The Post article accuses Trump of betraying the oath he took when he took office “by threatening to order members of the United States military to violate the rights of his American comrades.” Defense leaders want the president to end any plan to send active-duty forces to cities and to avoid using them in any way that could jeopardize the constitutional rights of his compatriots.
The article was signed by both Republicans and Democrats, including former Defense Secretaries Leon Panetta, Chuck Hagel, Ash Carter and William Cohen; former director of national intelligence James Clapper; former CIA Director Michael Hayden; and former Navy Secretaries Sean O’Keefe, Ray Mabus and Richard Danzig.

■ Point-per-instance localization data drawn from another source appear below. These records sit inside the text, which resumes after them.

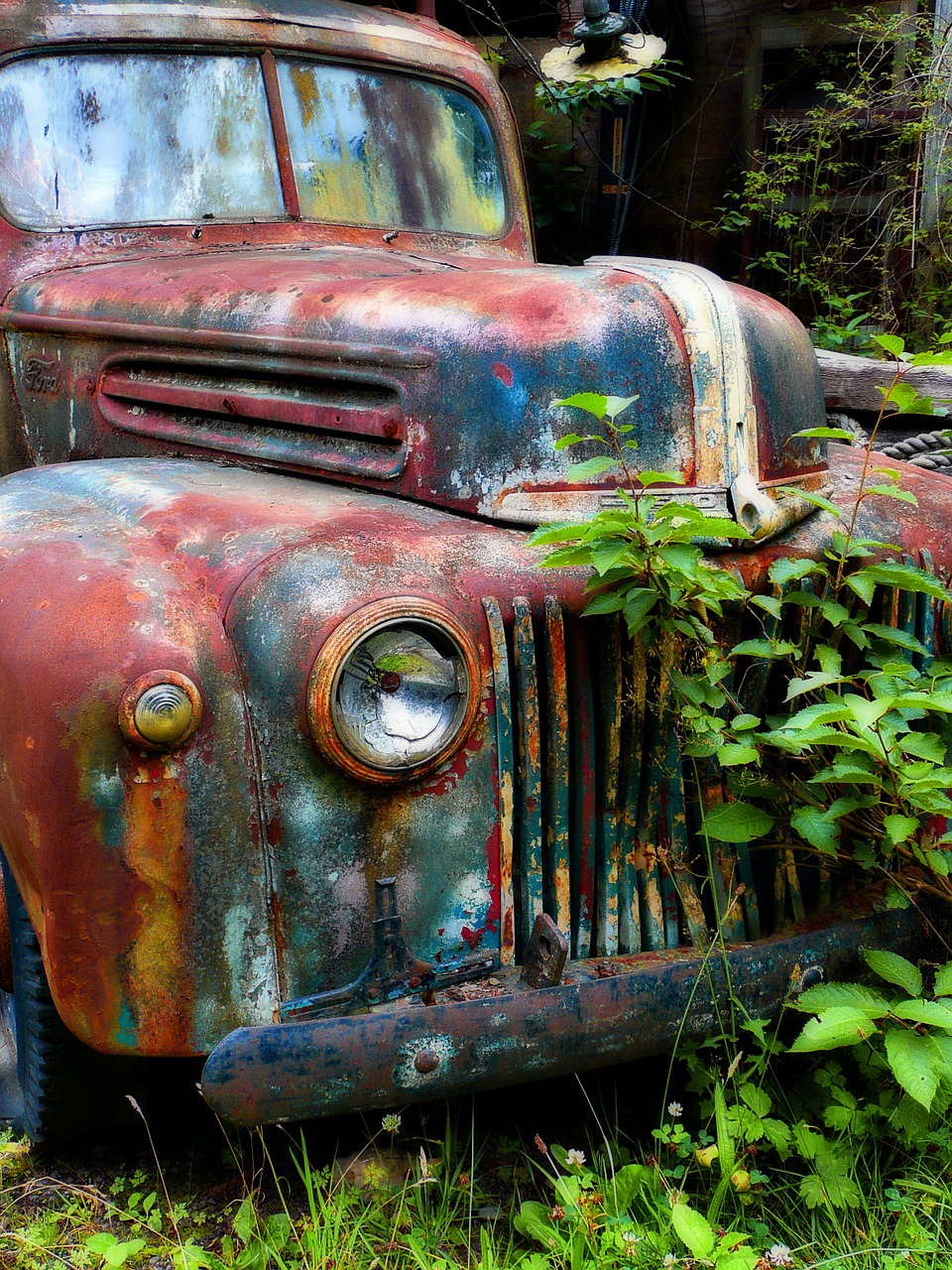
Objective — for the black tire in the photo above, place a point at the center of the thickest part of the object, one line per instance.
(66, 1088)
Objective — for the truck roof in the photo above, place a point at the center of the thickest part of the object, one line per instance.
(333, 24)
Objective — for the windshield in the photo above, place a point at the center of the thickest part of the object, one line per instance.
(131, 139)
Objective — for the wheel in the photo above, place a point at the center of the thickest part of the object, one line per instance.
(64, 1088)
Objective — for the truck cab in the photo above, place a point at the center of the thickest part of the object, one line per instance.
(306, 769)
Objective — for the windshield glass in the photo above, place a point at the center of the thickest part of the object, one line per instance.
(98, 140)
(132, 139)
(388, 150)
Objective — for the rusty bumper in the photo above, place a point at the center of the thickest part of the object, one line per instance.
(604, 1011)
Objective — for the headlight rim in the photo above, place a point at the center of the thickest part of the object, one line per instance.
(329, 665)
(131, 698)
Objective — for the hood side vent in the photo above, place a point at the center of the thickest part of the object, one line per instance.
(289, 421)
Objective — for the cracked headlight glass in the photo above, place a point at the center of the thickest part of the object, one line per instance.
(394, 690)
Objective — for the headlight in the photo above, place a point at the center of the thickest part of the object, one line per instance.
(160, 710)
(395, 690)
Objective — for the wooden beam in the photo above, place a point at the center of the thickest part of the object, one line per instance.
(853, 382)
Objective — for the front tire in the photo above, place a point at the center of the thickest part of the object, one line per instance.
(66, 1088)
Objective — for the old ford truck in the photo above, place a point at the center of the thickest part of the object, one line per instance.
(306, 769)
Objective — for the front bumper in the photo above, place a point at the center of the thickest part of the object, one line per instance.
(606, 1010)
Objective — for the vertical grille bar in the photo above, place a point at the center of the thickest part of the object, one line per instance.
(925, 617)
(529, 804)
(558, 898)
(583, 801)
(610, 866)
(633, 792)
(506, 778)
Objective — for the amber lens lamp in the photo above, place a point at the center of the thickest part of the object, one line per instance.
(160, 710)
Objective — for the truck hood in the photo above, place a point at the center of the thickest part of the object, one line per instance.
(430, 377)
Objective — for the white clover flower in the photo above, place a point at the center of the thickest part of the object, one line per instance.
(778, 1255)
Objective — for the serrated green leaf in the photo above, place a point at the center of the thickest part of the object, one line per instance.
(904, 495)
(816, 828)
(607, 556)
(789, 571)
(770, 603)
(893, 344)
(765, 648)
(861, 585)
(892, 635)
(567, 558)
(817, 714)
(619, 405)
(593, 403)
(825, 435)
(731, 754)
(726, 1153)
(639, 603)
(934, 1014)
(900, 828)
(737, 822)
(895, 969)
(829, 996)
(837, 1028)
(606, 602)
(923, 744)
(757, 1098)
(590, 467)
(693, 1229)
(866, 712)
(810, 683)
(914, 1062)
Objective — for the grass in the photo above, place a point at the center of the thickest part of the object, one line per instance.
(483, 1183)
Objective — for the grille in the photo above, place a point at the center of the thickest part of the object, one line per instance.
(599, 811)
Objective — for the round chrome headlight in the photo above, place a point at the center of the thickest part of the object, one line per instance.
(160, 710)
(394, 690)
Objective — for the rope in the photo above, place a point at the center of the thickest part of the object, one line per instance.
(929, 449)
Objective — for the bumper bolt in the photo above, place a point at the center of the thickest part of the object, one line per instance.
(426, 1061)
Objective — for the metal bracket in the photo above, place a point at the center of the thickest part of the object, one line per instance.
(391, 971)
(546, 955)
(601, 31)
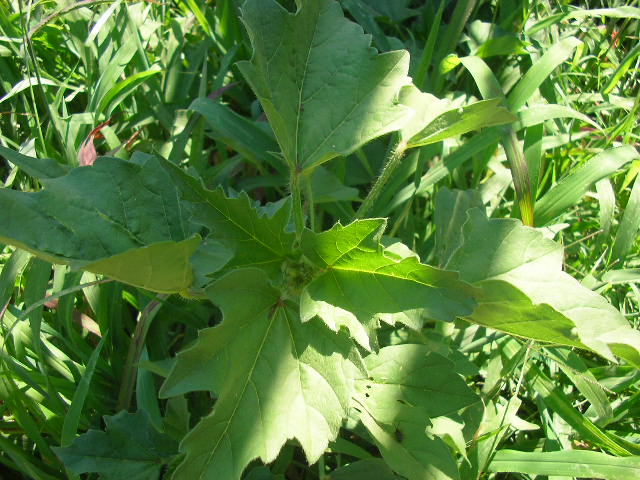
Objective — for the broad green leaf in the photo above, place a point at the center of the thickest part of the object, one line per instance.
(240, 133)
(361, 283)
(413, 375)
(408, 450)
(569, 463)
(449, 216)
(627, 234)
(130, 448)
(526, 293)
(396, 11)
(365, 470)
(39, 168)
(325, 91)
(259, 236)
(117, 218)
(568, 191)
(275, 379)
(436, 120)
(121, 90)
(539, 72)
(406, 386)
(326, 188)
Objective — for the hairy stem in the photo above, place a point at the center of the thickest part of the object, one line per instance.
(520, 175)
(135, 350)
(296, 193)
(391, 164)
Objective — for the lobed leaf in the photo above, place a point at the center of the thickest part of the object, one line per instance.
(275, 378)
(324, 89)
(361, 283)
(130, 447)
(569, 463)
(407, 385)
(117, 218)
(436, 120)
(525, 292)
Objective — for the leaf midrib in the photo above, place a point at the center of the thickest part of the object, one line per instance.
(249, 376)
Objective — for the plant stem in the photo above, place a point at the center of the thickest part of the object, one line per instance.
(520, 175)
(135, 350)
(308, 197)
(392, 163)
(296, 193)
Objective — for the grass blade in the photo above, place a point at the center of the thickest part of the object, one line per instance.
(539, 72)
(570, 189)
(571, 463)
(72, 418)
(626, 236)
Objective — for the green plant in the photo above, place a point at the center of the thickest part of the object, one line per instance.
(320, 330)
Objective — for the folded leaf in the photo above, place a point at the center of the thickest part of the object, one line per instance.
(571, 463)
(361, 283)
(436, 120)
(275, 379)
(407, 385)
(258, 236)
(526, 293)
(324, 89)
(412, 375)
(130, 448)
(117, 218)
(410, 452)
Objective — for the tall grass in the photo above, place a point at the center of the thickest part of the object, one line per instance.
(68, 346)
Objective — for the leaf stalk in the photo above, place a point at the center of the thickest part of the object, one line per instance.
(391, 164)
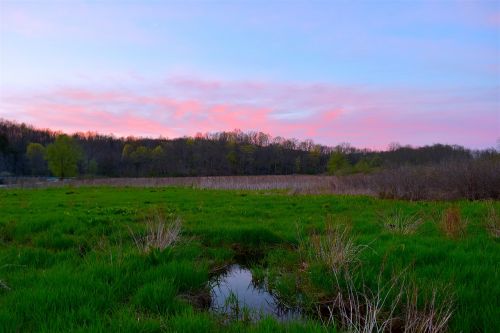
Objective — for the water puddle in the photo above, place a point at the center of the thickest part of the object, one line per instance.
(236, 295)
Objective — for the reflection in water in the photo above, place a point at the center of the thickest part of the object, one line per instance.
(236, 295)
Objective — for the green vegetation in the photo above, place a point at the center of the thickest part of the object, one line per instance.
(139, 259)
(63, 156)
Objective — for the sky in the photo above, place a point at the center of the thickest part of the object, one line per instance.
(370, 73)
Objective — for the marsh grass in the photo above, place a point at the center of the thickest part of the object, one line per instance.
(397, 221)
(335, 248)
(394, 305)
(161, 233)
(362, 309)
(493, 221)
(452, 224)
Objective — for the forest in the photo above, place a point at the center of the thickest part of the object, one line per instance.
(23, 153)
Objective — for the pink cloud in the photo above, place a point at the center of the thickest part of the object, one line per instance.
(329, 114)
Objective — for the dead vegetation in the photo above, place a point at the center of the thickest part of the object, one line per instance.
(398, 222)
(493, 221)
(160, 233)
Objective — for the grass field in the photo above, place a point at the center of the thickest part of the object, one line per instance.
(75, 259)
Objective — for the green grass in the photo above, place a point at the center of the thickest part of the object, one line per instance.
(68, 261)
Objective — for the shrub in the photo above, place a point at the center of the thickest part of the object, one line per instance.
(335, 249)
(160, 233)
(493, 221)
(398, 222)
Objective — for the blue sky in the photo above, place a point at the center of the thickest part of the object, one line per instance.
(417, 72)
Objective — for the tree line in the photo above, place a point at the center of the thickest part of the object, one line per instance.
(27, 151)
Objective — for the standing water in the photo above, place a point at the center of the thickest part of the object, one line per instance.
(236, 295)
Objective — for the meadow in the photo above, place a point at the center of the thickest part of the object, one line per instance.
(140, 259)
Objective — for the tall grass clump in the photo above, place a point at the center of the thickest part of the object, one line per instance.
(335, 248)
(452, 223)
(398, 222)
(493, 222)
(363, 310)
(433, 317)
(161, 233)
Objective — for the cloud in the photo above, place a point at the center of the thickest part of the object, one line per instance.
(326, 113)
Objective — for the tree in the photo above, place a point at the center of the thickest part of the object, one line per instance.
(63, 156)
(35, 153)
(338, 164)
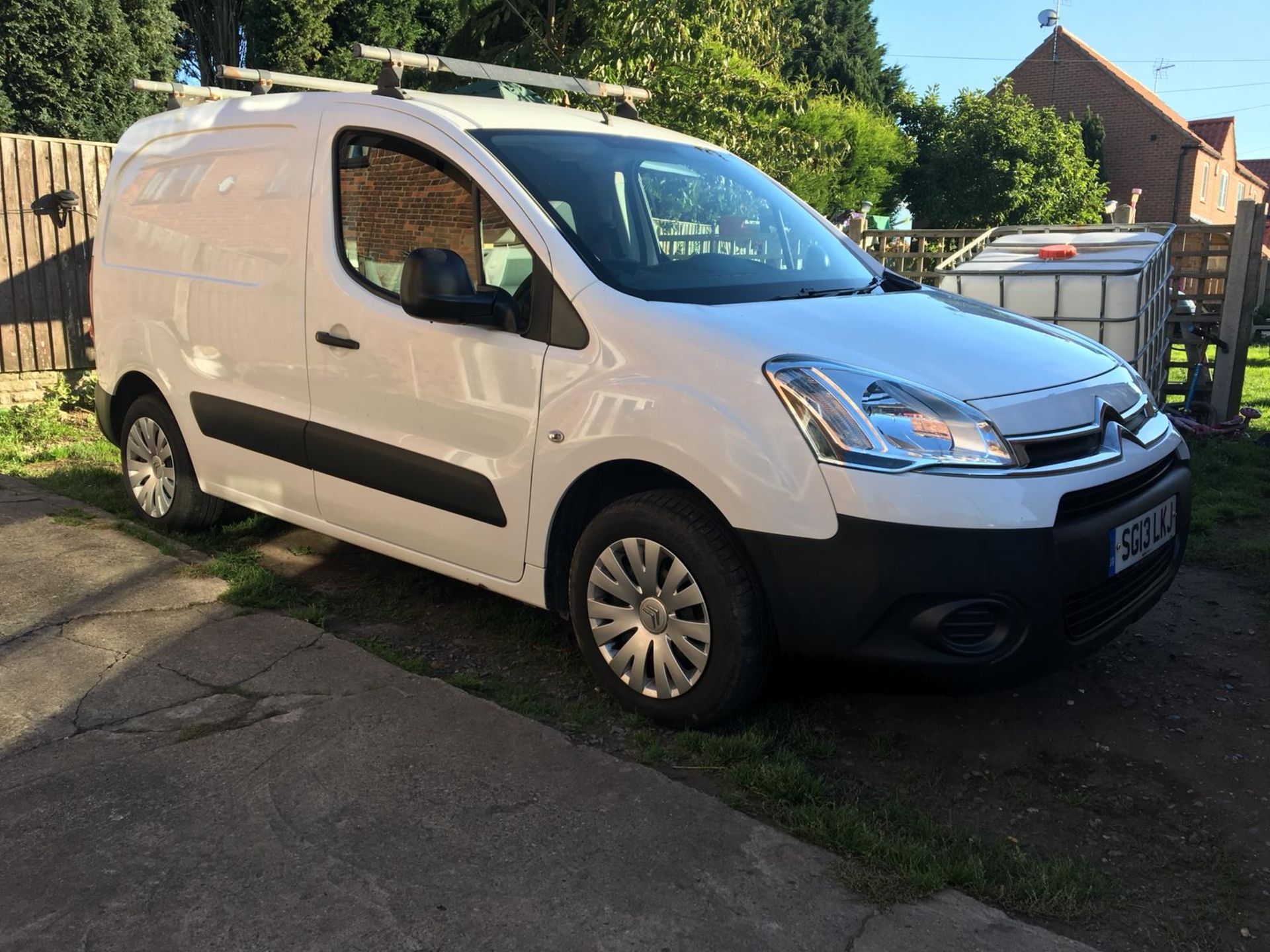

In a letter released by the Biden campaign, some leaders – including retired General Merrill McPeak, who was chief of staff of the Air Force in the 1990s -, ask Trump to stop “smearing the armed forces ”by placing them against peaceful protesters. They want the president to suspend his “divisive rhetoric” and acknowledge valid complaints from black Americans.
Technology Helps Organize Global Protests
Protesters are using a variety of technological tools to organize rallies, document police violence and communicate during the marches that have occurred in the United States and other countries following the death of George Floyd.
Among its tools are secure messaging services like WhatsApp, Signal and Telegram, which can encrypt texts to thwart spies.
Those apps, along with others for listening to police scanners and recording video, are experiencing a surge in popularity, but experts say convenience and range are still the key, favoring more established services, such as Facebook, Instagram and Twitter.
“Reaching as many people as possible is the number one criteria for the platform being used,” said Steve Jones, a media researcher at the University of Illinois at Chicago who studies communication technology.
That means Twitter, Facebook, and Instagram – owned by Facebook – remain the easiest ways for people to organize and document mass protests. Facebook tools remain popular despite a flurry of criticism for the platform’s inaction after President Donald Trump posted a message hinting that law enforcement may open fire on protesters in Minneapolis.
“I don’t want to endorse or be part of something that possibly supports Trump and his racist and bigotry attack,” said Sarah Wildman, who has been to three protests in Atlanta and who has exclusively used Instagram to locate and document those protests. However, he admitted feeling that at this point “the benefits of Instagram are greater than not using it.”
Half a century ago, during civil rights protests, Jones said, it was almost impossible to know what was happening during a demonstration. “There were many rumors, many,” he said. “Now you can reach everyone almost instantly.”
Wildman said he uses Instagram’s “live” feature to find out what’s happening during the protests, especially when protesters in the back can ignore what’s happening on the front lines. At one point, he explained, people were yelling that the police were using tear gas, but it was not true, something he found out when checking Instagram.
Organizers are also using Telegram, an app that lets you send private messages to thousands of people at once, create channels for specific cities to give updates on the times and places of protests, as well as updates on where the police are. A Telegram channel for protests in New York City grew from just under 300 subscribers on Monday to nearly 2,500 on Friday.
During a peaceful demonstration Friday in Providence, Rhode Island, Anjel Newmann, 32, said she mostly uses Instagram and Facebook to organize, while other younger people prefer Snapchat.
White nationalists, however, are also turning to apps like Telegram to send messages to their followers, hoping to wreak havoc on the protests, the Anti-Defamation League (ADL) Center Against Extremism reported on a blog.
“Some, especially those in the field of accelerationism, celebrate the prospect of further violence, which they hope will lead to a long-promised ‘racial war’,” the ADL said Monday. “They are extremely active online, urging other white supremacists to make the most of the moment.”
On a Telegram channel, according to the ADL, participants suggested murdering protesters and then spreading rumors to blame the deaths on police snipers.
Others want to further exacerbate racial tensions. “A good time to hit race relations” and “post stickers that say the lives of black people don’t matter,” one user posted misspellings on the Telegram Reformthestates channel, according to the ADL.